What are trademark classes?
Trademark Offices around the world use classes to divide commercial products and services into defined categories. When you apply for your trademark to protect your brand, you must define the class or classes that you believe best describe your business activity.
Countries around the world have standardized 45 classes (34 for products and 11 for services) for international use under the Nice International Classification.
These classes group all known products and services. If applicable, you can register the same trademark in more than one class; for example, you may register the trademark KING for computers in class 23 and register the same trademark in class 24 for cosmetics.
Trademark protection only extends to commercial use within your specified classes. It is, therefore, possible for two entities conducting business in different classes to use identical or similar trademarks and for each entity to enjoy full trademark protection in their respective classes.
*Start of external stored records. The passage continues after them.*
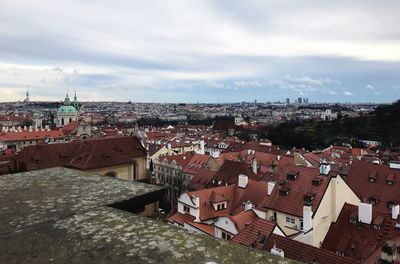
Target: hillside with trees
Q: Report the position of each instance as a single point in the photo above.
(381, 125)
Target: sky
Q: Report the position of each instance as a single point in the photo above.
(200, 51)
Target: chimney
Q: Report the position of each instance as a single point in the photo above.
(243, 181)
(389, 252)
(324, 168)
(196, 200)
(254, 166)
(202, 151)
(271, 185)
(395, 211)
(365, 213)
(248, 206)
(307, 217)
(277, 251)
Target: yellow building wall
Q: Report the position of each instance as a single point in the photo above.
(337, 193)
(288, 228)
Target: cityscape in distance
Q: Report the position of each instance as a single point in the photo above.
(199, 132)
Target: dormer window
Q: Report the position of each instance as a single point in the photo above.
(316, 181)
(378, 222)
(372, 176)
(353, 217)
(292, 175)
(284, 191)
(221, 206)
(308, 198)
(390, 179)
(373, 200)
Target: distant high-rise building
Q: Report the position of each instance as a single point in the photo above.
(27, 100)
(299, 100)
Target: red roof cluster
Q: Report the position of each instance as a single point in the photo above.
(358, 240)
(82, 154)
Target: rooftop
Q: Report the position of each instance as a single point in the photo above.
(62, 215)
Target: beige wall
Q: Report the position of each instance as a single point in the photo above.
(337, 193)
(288, 228)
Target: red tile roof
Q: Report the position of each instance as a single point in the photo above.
(255, 233)
(359, 240)
(358, 180)
(180, 218)
(82, 154)
(229, 171)
(292, 203)
(305, 253)
(201, 178)
(243, 219)
(33, 135)
(255, 192)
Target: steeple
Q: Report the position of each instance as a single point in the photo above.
(27, 100)
(75, 102)
(66, 100)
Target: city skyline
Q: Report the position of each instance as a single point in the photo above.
(200, 51)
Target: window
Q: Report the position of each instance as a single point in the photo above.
(221, 206)
(290, 220)
(186, 209)
(226, 236)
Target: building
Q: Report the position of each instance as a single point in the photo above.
(222, 212)
(67, 112)
(168, 168)
(305, 201)
(20, 138)
(123, 157)
(69, 216)
(362, 231)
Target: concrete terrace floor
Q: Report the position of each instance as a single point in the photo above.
(62, 215)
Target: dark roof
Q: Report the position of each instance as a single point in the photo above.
(305, 253)
(81, 154)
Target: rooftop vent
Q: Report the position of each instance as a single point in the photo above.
(292, 175)
(372, 176)
(308, 198)
(390, 178)
(316, 181)
(378, 222)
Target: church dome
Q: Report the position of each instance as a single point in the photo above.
(67, 109)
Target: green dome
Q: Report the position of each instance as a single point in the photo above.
(67, 109)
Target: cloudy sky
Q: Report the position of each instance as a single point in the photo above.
(200, 51)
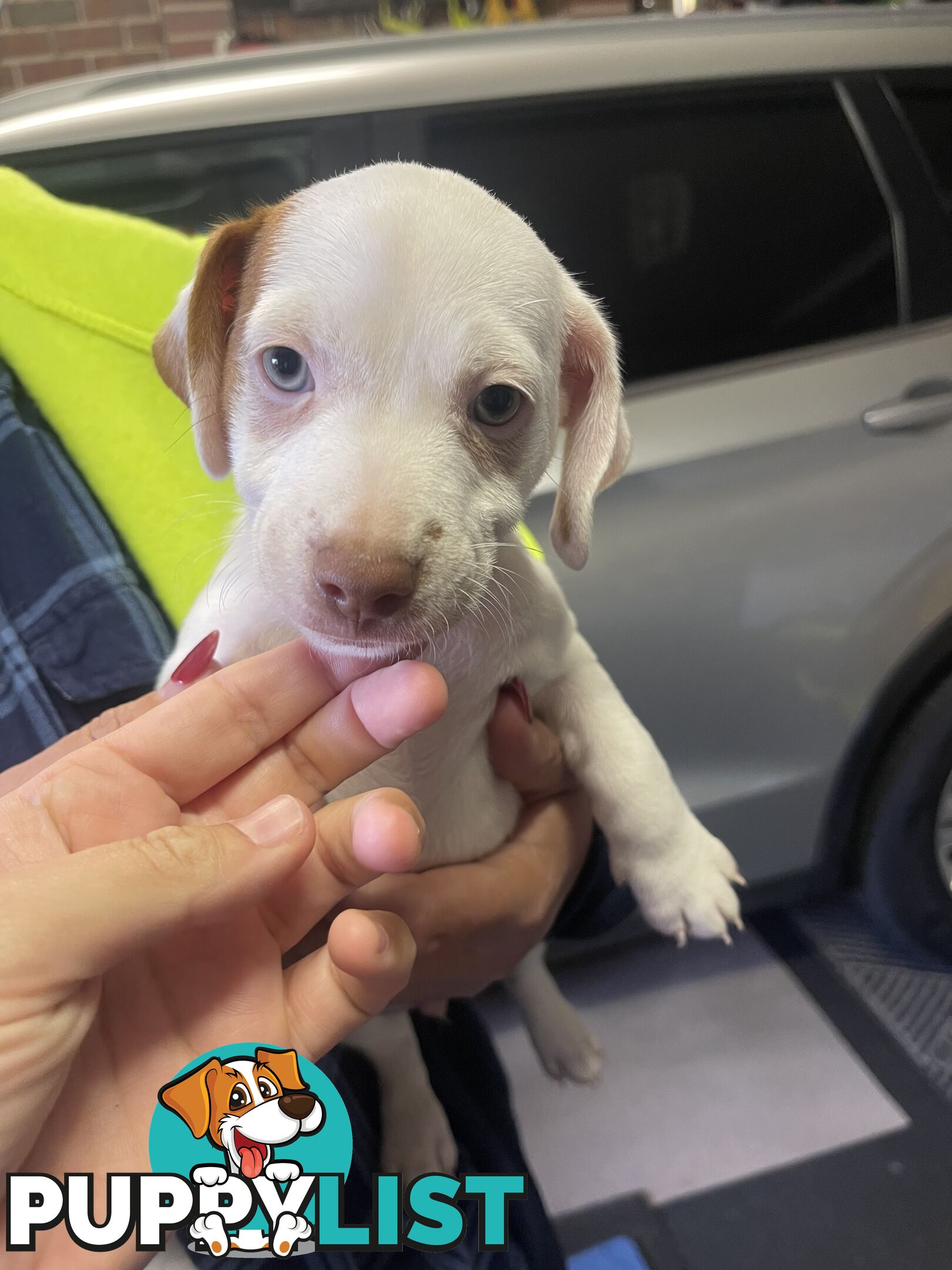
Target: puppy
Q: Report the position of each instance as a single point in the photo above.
(385, 361)
(245, 1108)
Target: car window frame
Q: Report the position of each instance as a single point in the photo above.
(883, 141)
(337, 143)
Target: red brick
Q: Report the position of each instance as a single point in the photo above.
(103, 11)
(139, 34)
(27, 44)
(196, 22)
(192, 49)
(38, 73)
(41, 13)
(88, 40)
(291, 27)
(109, 61)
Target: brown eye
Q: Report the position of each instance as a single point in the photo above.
(497, 406)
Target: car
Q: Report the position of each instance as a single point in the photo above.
(765, 203)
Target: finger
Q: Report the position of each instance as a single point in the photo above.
(527, 755)
(224, 721)
(72, 920)
(366, 962)
(358, 838)
(366, 720)
(111, 720)
(474, 923)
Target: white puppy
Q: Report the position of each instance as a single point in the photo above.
(385, 361)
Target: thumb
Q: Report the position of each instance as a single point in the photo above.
(69, 920)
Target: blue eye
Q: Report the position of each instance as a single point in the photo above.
(497, 406)
(286, 369)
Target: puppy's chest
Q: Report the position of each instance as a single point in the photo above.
(446, 770)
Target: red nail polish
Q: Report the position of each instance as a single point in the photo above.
(195, 664)
(517, 690)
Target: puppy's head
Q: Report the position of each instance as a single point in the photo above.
(384, 361)
(247, 1105)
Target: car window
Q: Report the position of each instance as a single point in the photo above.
(188, 187)
(715, 225)
(927, 101)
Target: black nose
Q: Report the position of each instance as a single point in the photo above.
(297, 1105)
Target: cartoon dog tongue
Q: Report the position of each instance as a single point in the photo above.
(252, 1156)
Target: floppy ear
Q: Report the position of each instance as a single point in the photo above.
(283, 1064)
(189, 1098)
(597, 436)
(189, 348)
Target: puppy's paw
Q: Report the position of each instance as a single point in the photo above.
(418, 1139)
(210, 1229)
(686, 891)
(565, 1047)
(210, 1175)
(283, 1171)
(290, 1231)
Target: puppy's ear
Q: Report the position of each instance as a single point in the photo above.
(189, 1098)
(189, 350)
(283, 1064)
(597, 436)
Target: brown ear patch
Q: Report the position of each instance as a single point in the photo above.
(189, 1097)
(230, 271)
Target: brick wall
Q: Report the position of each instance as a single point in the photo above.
(48, 40)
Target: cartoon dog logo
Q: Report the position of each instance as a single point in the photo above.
(245, 1108)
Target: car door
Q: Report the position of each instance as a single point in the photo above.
(767, 558)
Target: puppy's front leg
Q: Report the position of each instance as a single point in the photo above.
(415, 1134)
(679, 873)
(565, 1047)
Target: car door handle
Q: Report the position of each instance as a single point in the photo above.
(923, 406)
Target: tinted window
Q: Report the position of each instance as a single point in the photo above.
(715, 225)
(188, 187)
(927, 101)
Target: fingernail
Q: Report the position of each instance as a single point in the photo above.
(195, 664)
(273, 823)
(516, 689)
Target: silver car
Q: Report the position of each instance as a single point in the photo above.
(766, 205)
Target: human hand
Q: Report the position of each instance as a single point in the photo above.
(139, 930)
(474, 923)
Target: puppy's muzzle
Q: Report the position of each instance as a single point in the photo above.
(297, 1105)
(360, 587)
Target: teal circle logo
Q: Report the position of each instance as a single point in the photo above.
(201, 1112)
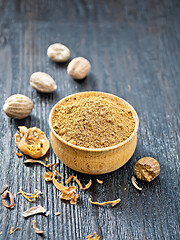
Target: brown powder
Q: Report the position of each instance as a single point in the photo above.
(93, 121)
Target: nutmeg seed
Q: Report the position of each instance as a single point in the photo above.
(78, 68)
(58, 52)
(42, 82)
(18, 106)
(147, 169)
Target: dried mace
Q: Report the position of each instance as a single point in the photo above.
(147, 169)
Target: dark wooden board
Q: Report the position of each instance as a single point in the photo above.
(134, 49)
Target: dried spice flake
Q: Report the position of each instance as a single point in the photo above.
(36, 229)
(39, 162)
(4, 188)
(57, 213)
(12, 230)
(57, 171)
(32, 141)
(34, 210)
(47, 213)
(79, 183)
(134, 182)
(31, 197)
(90, 237)
(7, 194)
(99, 181)
(48, 176)
(87, 185)
(114, 202)
(18, 154)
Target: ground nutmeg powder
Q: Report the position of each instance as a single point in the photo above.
(93, 121)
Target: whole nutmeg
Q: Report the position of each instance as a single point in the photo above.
(42, 82)
(147, 169)
(78, 68)
(58, 52)
(18, 106)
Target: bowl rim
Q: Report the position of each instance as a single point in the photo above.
(95, 149)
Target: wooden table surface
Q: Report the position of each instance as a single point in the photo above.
(134, 49)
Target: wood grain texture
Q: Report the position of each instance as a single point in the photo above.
(134, 49)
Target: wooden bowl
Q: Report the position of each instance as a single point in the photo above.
(94, 160)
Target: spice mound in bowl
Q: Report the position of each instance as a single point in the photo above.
(93, 132)
(93, 121)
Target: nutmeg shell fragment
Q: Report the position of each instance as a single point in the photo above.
(79, 68)
(18, 106)
(32, 141)
(147, 169)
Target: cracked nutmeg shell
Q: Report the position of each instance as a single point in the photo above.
(147, 169)
(18, 106)
(42, 82)
(79, 68)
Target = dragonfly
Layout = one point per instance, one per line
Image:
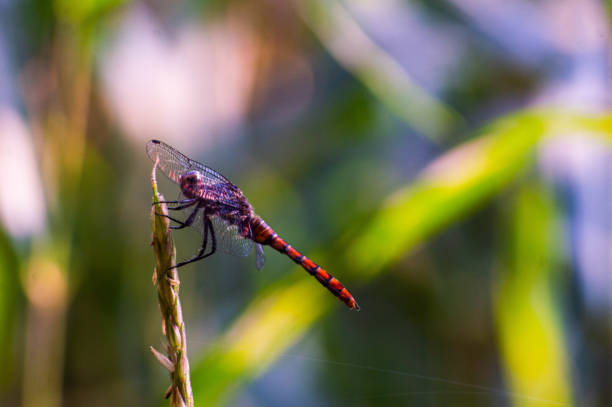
(221, 213)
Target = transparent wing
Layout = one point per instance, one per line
(229, 239)
(260, 259)
(173, 163)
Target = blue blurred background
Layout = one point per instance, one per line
(449, 161)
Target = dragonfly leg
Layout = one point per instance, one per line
(186, 205)
(187, 222)
(208, 229)
(166, 202)
(170, 217)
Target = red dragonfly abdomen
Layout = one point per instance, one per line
(263, 234)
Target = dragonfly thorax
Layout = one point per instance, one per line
(191, 182)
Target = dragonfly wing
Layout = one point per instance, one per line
(173, 163)
(260, 259)
(229, 239)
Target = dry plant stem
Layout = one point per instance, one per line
(167, 280)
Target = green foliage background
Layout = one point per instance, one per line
(432, 210)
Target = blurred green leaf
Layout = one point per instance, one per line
(530, 335)
(451, 187)
(376, 69)
(78, 12)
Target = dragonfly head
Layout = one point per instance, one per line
(191, 182)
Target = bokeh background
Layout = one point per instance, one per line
(448, 160)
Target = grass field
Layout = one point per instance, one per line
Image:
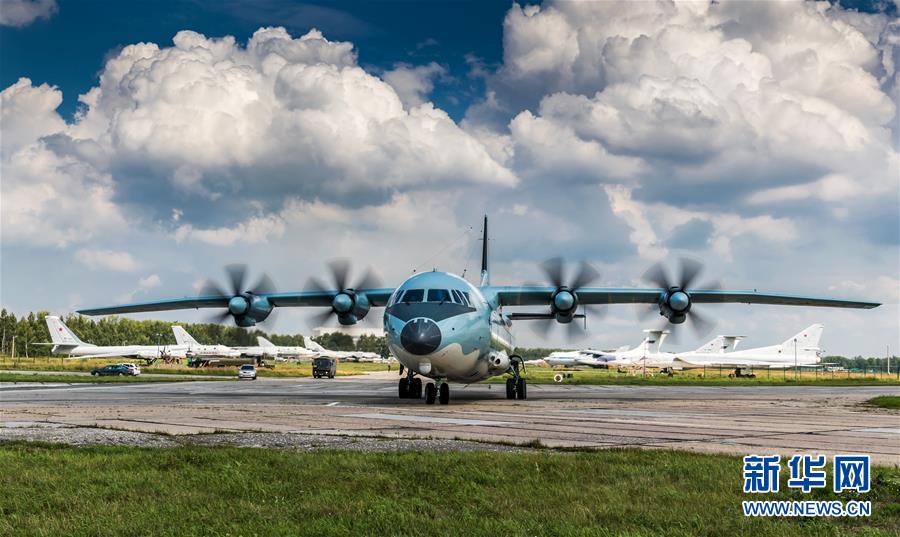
(70, 378)
(281, 369)
(710, 377)
(52, 490)
(886, 401)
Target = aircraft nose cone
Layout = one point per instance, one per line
(420, 336)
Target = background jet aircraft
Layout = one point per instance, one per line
(194, 348)
(801, 349)
(443, 327)
(66, 342)
(353, 356)
(281, 351)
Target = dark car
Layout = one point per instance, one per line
(113, 369)
(324, 367)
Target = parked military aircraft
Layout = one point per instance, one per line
(442, 327)
(281, 351)
(799, 350)
(66, 342)
(196, 349)
(351, 356)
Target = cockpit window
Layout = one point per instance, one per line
(458, 298)
(439, 295)
(413, 295)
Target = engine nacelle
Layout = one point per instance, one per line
(499, 361)
(350, 307)
(564, 304)
(674, 305)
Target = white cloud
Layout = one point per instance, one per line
(413, 84)
(276, 116)
(254, 230)
(24, 12)
(106, 260)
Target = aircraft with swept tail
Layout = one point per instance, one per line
(442, 327)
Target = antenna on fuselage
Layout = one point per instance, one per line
(485, 275)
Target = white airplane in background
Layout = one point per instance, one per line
(353, 356)
(581, 358)
(64, 341)
(194, 348)
(281, 351)
(799, 350)
(646, 356)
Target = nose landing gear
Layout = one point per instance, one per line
(441, 392)
(516, 387)
(410, 387)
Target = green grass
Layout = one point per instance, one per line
(281, 369)
(70, 378)
(95, 491)
(886, 401)
(696, 377)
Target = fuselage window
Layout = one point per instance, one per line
(438, 295)
(413, 295)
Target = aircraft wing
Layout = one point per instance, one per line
(540, 296)
(377, 297)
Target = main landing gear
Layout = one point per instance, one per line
(441, 392)
(516, 387)
(410, 387)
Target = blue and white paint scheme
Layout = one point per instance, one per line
(442, 327)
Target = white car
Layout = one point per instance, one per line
(133, 369)
(247, 371)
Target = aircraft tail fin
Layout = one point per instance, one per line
(312, 345)
(60, 334)
(183, 338)
(485, 273)
(719, 345)
(806, 340)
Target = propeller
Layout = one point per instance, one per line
(675, 302)
(246, 306)
(347, 305)
(564, 301)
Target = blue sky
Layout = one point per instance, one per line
(761, 138)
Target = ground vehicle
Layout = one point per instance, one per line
(324, 367)
(133, 369)
(247, 371)
(111, 370)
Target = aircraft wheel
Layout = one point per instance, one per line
(521, 392)
(510, 388)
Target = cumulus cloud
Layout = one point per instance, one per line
(279, 115)
(52, 193)
(413, 84)
(106, 260)
(24, 12)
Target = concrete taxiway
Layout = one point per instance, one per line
(737, 420)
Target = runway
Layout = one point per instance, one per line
(736, 420)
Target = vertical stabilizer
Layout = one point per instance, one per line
(312, 345)
(183, 338)
(806, 340)
(485, 273)
(60, 333)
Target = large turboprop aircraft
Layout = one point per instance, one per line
(442, 327)
(799, 350)
(66, 342)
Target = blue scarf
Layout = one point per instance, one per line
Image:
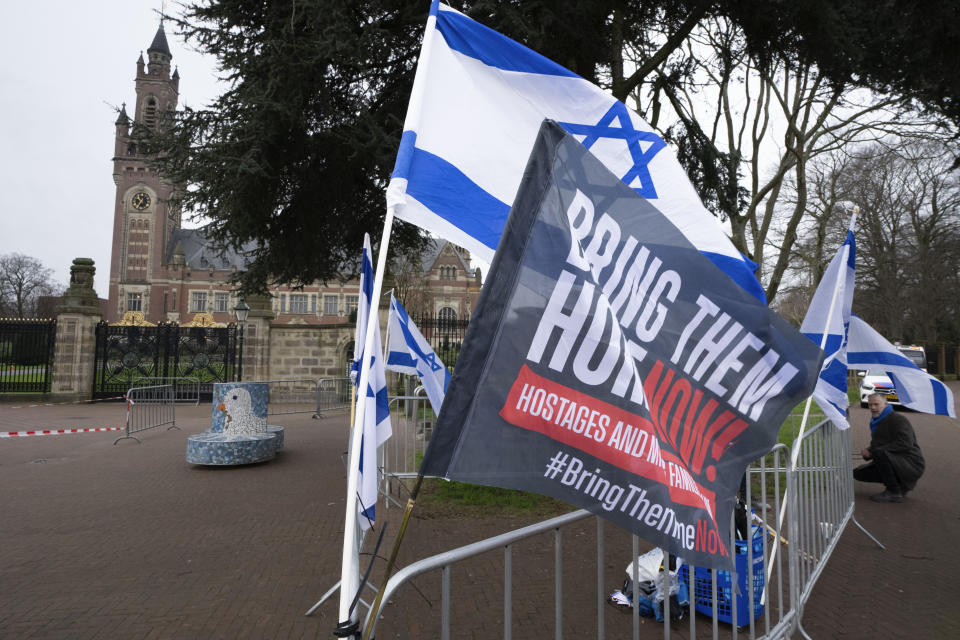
(883, 414)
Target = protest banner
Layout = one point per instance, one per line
(611, 365)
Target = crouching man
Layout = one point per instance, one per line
(894, 456)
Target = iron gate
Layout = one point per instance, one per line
(26, 354)
(126, 354)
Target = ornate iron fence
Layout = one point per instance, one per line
(126, 354)
(26, 354)
(445, 335)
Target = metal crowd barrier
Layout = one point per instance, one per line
(333, 394)
(290, 396)
(147, 408)
(816, 498)
(412, 420)
(185, 390)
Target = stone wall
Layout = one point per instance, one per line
(308, 351)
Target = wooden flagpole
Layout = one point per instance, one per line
(795, 453)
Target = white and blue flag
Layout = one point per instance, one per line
(867, 349)
(831, 390)
(409, 352)
(376, 423)
(475, 110)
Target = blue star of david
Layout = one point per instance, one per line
(431, 359)
(629, 134)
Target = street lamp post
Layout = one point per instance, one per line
(242, 310)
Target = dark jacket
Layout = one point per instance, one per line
(894, 436)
If you feel that protection should extend to include more than one class, you can choose multiple classes under which to conduct business.
You can search for your trademark class with this Trademark Class Search tool.
Why do I need to perform a trademark search?
Once you have a product or service and think you have a name for it, how do you know you can use it as your own? What happens if you unintentionally use a registered trademark name?
Too many people use a name without knowing whether or not they have the legal right to do so. They organize massive marketing campaigns with names they later find they’re not allowed to use. Performing a comprehensive search before deciding which trademark to register is a wise thing to do, especially when you consider future risks of litigation.
It is a good idea to carry out some research before starting to do business with a trademark. It may not be in your best interest to use a mark if another company is already actively conducting business in the same class. The other company may object to you using the trademark and legally prohibit you from doing so.
Do I need an Attorney to perform a Trademark Search?
No, you don’t, but if you have little or no experience dealing with trademarks, we suggest you seek professional help. Our company offers a Comprehensive Trademark Study service. The Study gives you details of the classes in which you might want to register your trademark; it also lists identical and similar trademarks, and finally, you get an Attorney's recommendation about registration possibilities and use of your trademark.
Where can I perform a trademark search?
If you know a little about trademark registration, you can search using any online trademark search tool. If not, we recommend that you hire a trademark attorney or trademark service like Nominus.com to handle your trademark registration requirements, especially the trademark search because the process is complex and relatively time consuming.
Please note that if you don’t manage to complete the application process correctly, the registration can drag on for several months and end up costing far more than you intended to pay. The trademark search is a critical part of the process.
A broad trademark search is essential in today's marketplace, given the increasing number of unregistered and common law trademarks. Globalization also raises the question of entering international markets and registering trademarks in foreign countries to protect both your brand and your property rights.
Please note that even a completed comprehensive trademark search does not necessarily guarantee your trademark will be accepted and registered. A Comprehensive Trademark Study includes an extended review process and, more significantly, a formal evaluation of the likelihood that your application will be successful.